Tanztheaterstück: Wo beginnt und wo endet unsere Freiheit?

von Dettmar Fischerm / 30. JANUAR 2018 UM 11:32 UHR

Mit den Mittel des modernen Tanztheaters wird  im Stück „Durch die Wand“ die Persönlichkeitsfindung einer jungen Frau dargestellt. Das Tanztheatermobil wat zu Gast im Carolus-Magnus-Gymnasium. Foto: Dettmar Fischer

ÜBACH-PALENBERG „Nichts spricht dagegen, dass eine alte Frau auf einen Baum klettert.“ Dieser Satz aus dem Theaterstück „Durch die Wand“ ließ erahnen, worum es in der Aufführung des Aachener Tanztheatermobil im PZ Übach-Palenberg ging: Um das, was frau darf, soll und, was sie, wenn sie denn will, tatsächlich kann.

Dass eine alte Frau versucht, auf einen Baum zu klettern, erlebten die Oberstufenschüler des Carolus-Magnus-Gymnasiums und der Willy-Brandt-Gesamtschule dargestellt mit den Mittel des modernen Tanztheaters. Das Aachener Tanztheatermobil hatte „Durch die Wand“ im Ludwig-Forum in Aachen uraufgeführt.

Es handelt sich um ein Projekt, das vom Ministerium für Kinder, Familie, Flüchtlinge und Integration des Landes NRW gefördert und an weiterführenden Schulen angeboten wird. Jugendliche mit und ohne Flucht- und Migrationshintergrund sehen gemeinsam die Tanzdarbietung, diskutieren und vertiefen die Problematik des Stückes, so das geförderte Konzept.

Tücher trennen und verbinden

Yorgos Theodoridis vom Verein CulturBazar ist der Kopf hinter dem Projekt. Ein professionelles Team hat die Tanztheateraufführung unter seiner Regie realisiert. Es zeigt mit den Mitteln von Tanz und Schauspiel, wie eine junge Frau sich auf die Suche nach ihrer Persönlichkeit macht. Im tänzerischen Dialog der jungen mit der alten Frau verläuft diese Suche. Die junge Frau findet vermeintlich Halt in religiös-konservativen Strukturen. Sie benutzt Schleier als Zeichen der Andersartigkeit. Tücher setzte das Ensemble in unterschiedlichen Darstellungen ein, eben als Schleier sowie als verbindendes oder bindendes Band.

Den Tänzerinnen gelang es, eine Intensität zu erzeugen, die die Schüler auch nach sechs Schulstunden noch packte.

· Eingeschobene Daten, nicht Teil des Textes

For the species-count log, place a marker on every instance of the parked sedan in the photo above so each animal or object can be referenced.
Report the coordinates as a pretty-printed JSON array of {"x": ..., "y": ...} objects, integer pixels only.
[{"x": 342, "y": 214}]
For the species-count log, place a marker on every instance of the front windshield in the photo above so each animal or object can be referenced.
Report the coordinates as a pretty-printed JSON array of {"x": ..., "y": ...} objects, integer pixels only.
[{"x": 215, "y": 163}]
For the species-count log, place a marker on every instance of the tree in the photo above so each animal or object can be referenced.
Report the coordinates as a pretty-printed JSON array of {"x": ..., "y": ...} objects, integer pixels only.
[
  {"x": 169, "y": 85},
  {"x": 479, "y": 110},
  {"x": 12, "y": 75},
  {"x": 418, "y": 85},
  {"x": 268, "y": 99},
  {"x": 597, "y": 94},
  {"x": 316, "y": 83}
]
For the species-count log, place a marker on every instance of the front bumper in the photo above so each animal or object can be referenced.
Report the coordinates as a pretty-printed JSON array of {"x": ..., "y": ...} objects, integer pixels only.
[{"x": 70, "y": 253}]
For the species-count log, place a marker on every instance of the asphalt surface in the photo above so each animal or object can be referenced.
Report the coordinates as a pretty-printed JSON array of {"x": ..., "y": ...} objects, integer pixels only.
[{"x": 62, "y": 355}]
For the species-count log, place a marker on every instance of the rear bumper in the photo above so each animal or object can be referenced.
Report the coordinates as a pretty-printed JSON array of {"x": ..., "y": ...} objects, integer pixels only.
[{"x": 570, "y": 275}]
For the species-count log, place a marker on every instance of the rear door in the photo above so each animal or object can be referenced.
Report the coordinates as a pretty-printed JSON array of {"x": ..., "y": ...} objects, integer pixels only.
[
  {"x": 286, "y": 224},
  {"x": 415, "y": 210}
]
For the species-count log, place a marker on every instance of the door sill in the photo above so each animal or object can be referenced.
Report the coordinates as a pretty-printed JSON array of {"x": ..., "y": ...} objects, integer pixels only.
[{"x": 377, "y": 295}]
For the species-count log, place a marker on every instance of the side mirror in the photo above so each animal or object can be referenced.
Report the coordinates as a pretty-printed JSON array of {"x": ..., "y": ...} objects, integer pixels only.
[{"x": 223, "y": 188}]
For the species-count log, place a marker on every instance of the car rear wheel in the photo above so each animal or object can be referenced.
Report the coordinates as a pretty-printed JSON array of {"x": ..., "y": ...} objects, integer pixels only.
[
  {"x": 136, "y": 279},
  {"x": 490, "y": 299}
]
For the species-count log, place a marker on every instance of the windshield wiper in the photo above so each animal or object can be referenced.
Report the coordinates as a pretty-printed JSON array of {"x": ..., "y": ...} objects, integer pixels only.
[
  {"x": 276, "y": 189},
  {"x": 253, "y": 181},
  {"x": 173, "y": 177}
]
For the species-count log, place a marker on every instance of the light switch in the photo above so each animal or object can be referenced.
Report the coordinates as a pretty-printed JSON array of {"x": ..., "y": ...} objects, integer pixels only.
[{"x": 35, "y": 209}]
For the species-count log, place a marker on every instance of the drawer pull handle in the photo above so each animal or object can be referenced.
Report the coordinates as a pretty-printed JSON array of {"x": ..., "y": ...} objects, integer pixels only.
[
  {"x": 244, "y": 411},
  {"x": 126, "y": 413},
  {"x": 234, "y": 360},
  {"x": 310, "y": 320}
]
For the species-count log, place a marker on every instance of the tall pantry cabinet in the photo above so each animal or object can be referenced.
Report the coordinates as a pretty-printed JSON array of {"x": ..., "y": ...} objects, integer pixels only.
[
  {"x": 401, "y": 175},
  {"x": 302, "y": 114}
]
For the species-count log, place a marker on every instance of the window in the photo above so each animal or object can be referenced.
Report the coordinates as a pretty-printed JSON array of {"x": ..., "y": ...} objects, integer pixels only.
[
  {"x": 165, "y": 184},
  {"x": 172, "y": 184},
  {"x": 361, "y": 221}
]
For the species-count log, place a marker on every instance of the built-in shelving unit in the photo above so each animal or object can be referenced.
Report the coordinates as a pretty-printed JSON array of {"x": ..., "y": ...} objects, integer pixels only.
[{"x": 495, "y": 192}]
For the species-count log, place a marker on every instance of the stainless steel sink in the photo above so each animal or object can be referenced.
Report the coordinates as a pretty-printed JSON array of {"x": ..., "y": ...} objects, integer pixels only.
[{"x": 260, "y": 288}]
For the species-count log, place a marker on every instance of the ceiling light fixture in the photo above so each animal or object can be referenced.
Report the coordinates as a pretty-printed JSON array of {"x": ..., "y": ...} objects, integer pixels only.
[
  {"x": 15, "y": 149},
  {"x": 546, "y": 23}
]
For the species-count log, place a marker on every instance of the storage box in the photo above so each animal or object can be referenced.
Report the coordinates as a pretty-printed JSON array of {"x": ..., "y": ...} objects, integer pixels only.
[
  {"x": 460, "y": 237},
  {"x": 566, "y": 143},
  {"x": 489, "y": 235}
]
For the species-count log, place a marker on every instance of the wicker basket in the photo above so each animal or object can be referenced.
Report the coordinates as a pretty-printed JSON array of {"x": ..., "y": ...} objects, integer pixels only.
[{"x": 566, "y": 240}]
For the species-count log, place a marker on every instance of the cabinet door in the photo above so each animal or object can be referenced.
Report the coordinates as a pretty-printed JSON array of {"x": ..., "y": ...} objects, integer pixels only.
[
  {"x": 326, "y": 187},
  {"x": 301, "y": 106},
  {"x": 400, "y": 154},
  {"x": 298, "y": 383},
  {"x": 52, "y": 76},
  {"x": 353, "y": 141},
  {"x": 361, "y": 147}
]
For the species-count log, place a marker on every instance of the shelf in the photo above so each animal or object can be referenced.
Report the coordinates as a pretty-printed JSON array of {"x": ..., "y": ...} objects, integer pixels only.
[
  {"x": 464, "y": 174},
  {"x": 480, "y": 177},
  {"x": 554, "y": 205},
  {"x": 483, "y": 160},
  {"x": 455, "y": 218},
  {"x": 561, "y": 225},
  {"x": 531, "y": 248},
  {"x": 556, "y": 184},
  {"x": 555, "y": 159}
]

Die Mischung aus Schauspiel und Tanz mit nur wenigen Requisiten war sicherlich auch für die Schüler, die sich in Theater AGs erproben, eine interessante und inspirierende Erfahrung. Sandra Terrode und Martina Corsten betreuen die Theater- und Literaturkurse am CMG. Sandra Terrode: „Unsere Schüler können in Kontakt treten mit dem modernen Tanztheater.“

Die anschließende Diskussion und der Workshop mit dem Schwerpunkt Partnering beim Tanz und Schauspiel waren ebenfalls ein voller Erfolg. Anna Zantis, Schülerin der Q1: „Wir haben zuerst die zentrale Bedeutung der Tücher erörtert, da das Publikum zu unterschiedlichen Interpretationen gelangte, zum Beispiel die Tücher als Symbol für die verschieden Rollen einer Frau oder für die von der Gesellschaft auferlegten Lasten.“ Außerdem habe das Verhältnis der beiden Figuren des Stückes für Diskussionspotenzial gesorgt.

Die Mehrheit der Schüler sei zu der Auffassung gelangt, so Anna Zantis, dass es sich um eine Mutter handle, die nicht damit zu recht komme, dass ihre Tochter erwachsen wird. Das Thema Freiheit wurde von den Schülern ebenfalls diskutiert. Sie kamen zu dem Schluss, dass die Definition von Freiheit eine schwierige philosophische Frage sei. Es gehe darum, alles aus freiem Willen und ohne Zwang zu tun und sich selbst entfalten zu können, wie auch das Mädchen im Stück seine Identität gesucht habe. Aber gleichzeitig ende die eigene Freiheit da, wo die eines anderen beginne, sodass der Freiheit im Sinne des gesellschaftlichen Zusammenlebens Grenzen gesetzt werden müssten.